3 installations similaires sur 3 PC, pas moyen d'avoir 3 fois le même rendu des polices. Sur le premier, nickel, sur les 2 autres, c'est complètement dégueulasse! Des gros patés! Certaines lettres ont l'impression d'être en "gras" d'autre sont si fines qu'à peine lisibles!

Dès gdm c'est le cas. Dans gnome également bien sur. Maintenant pour savoir quelle police il utilise vraiment... grand mystère...

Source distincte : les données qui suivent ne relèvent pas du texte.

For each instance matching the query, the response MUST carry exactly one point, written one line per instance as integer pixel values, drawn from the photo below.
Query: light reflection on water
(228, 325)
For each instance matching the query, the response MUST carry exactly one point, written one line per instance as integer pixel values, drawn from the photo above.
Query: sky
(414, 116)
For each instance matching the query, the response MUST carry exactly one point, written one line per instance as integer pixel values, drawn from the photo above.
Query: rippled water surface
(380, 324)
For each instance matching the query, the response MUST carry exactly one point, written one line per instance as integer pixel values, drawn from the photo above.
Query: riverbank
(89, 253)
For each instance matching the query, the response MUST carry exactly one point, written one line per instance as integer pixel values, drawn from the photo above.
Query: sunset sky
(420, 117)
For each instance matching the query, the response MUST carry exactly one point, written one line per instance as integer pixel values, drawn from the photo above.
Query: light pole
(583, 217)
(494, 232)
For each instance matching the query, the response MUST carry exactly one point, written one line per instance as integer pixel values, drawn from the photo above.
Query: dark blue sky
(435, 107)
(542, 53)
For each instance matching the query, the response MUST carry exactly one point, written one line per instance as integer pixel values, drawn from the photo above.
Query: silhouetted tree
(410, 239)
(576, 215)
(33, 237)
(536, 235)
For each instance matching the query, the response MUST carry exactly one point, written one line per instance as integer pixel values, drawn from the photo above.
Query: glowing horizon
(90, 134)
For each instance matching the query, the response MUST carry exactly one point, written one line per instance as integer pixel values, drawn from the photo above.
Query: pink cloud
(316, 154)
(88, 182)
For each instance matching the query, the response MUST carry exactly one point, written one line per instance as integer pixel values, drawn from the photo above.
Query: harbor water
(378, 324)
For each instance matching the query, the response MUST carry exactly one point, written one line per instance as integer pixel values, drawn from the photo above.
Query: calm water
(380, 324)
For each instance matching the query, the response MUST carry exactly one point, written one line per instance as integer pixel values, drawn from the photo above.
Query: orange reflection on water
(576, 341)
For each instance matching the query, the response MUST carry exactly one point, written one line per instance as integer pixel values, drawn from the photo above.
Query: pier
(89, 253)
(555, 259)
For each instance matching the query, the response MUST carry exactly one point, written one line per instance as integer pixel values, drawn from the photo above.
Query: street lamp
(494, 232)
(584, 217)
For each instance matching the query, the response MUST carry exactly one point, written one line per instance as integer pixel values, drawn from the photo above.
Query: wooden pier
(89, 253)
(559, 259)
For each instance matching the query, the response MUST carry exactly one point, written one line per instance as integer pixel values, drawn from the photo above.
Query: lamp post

Alors une fois, les barres/panels de gnome qui se limites à un seul écran, une fois elles se prolonges sur les 2 écrans... C'est à ce demander ce qui a bien pu changer entre les 2 ... 

RAAAAH je m'énerve

Désolé, c'était mon petit énervement dominical (faut que j'arrete de me lever à 7h le dimanche...)

----------

## Poussin

Magnifique... Midnight commander dans gnome-terminal

L'un s'affiche nickel, l'autre met des espaces entre les lignes verticales du cadre... mais qu'est-ce que c'est moche

----------

## xaviermiller

oui, mais encore ??

Quelles cartes graphiques ? eselect fontconfig list ?

Je ne crois pas à des modifications quantiques, si différence d'affichage il y a, de config différente proviendra.

----------